I think that there is a confusion here around the type of keys used. Keys that RFC8180 mentions in Section 4.6 are link-layer keys that according to that document can be either pre-configured or “learned during a key distribution phase”. The minimal-security document defines that key distribution phase through the Constrained Join Protocol (CoJP) and accompanying framework. In that context, RFC8180 specifies a more general case allowing for out-of-band configuration of link-layer keys, with the minimal-security document defining how to obtain the link-layer keys when they are not pre-configured. The minimal-security document is consequently written on the assumption that “pledge…initially…does not possess the link-layer keys”, but is provisioned with a long-term pre-shared key (PSK), used for encryption and authenticity of CoJP messages transporting the link-layer keys.

The text in RFC8180 is still valid so I do not believe there is a need for minimal-security to update that document. I added the following in Section 3 attempting to clarify the difference between the PSK and K1/K2 keys from RFC8180.

NEW: Note that the PSK is different from the link-layer keys K1 and K2 specified in {{RFC8180}}. The PSK is a long-term secret used to protect the execution of the secure join protocol specified in this document whose one output are link-layer keys.

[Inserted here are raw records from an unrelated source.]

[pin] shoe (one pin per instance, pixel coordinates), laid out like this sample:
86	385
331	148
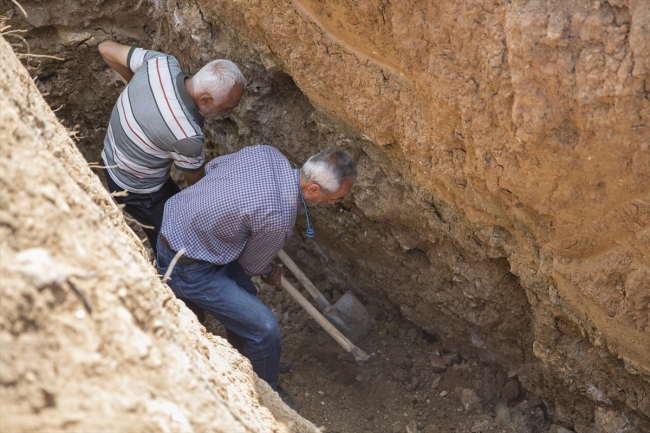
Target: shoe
286	366
288	399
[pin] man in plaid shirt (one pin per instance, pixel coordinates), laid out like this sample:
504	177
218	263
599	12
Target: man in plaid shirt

Please let me know if this clarifies.

> (2) Normative References
> 
> §1: "This document presumes a 6TiSCH network as described by [RFC7554] and
> [RFC8180]."  Why are these references not Normative?  If the content of this
> document is based on the descriptions in those RFCs, I believe they should be.
> 
> Also, IEEE802.15.4 seems to be important to understand in a 6TiSCH document.

Thanks for the comment, I moved RFC7554, RFC8180 and IEEE802.15.4 to normative references.

> (3) §5: The Normative keywords in this paragraph are out of place because the
> specification is already made in rfc8180.  IOW, there's no need to specify here
> what is already specified elsewhere.
> 
>   In an operational 6TiSCH network, all frames MUST use link-layer
>   frame security [RFC8180].  The IEEE Std 802.15.4 security attributes
>   MUST include frame authenticity, and MAY include frame
>   confidentiality (i.e. encryption).

As Barry Leiba proposed in another review, I resolved this comment by removing the normative keywords and simply re-stating the requirement from RFC8180.

NEW: In an operational 6TiSCH network, all frames use link-layer frame security {{RFC8180}}. The IEEE Std 802.15.4 security attributes include frame authenticity, and optionally frame confidentiality (i.e. encryption).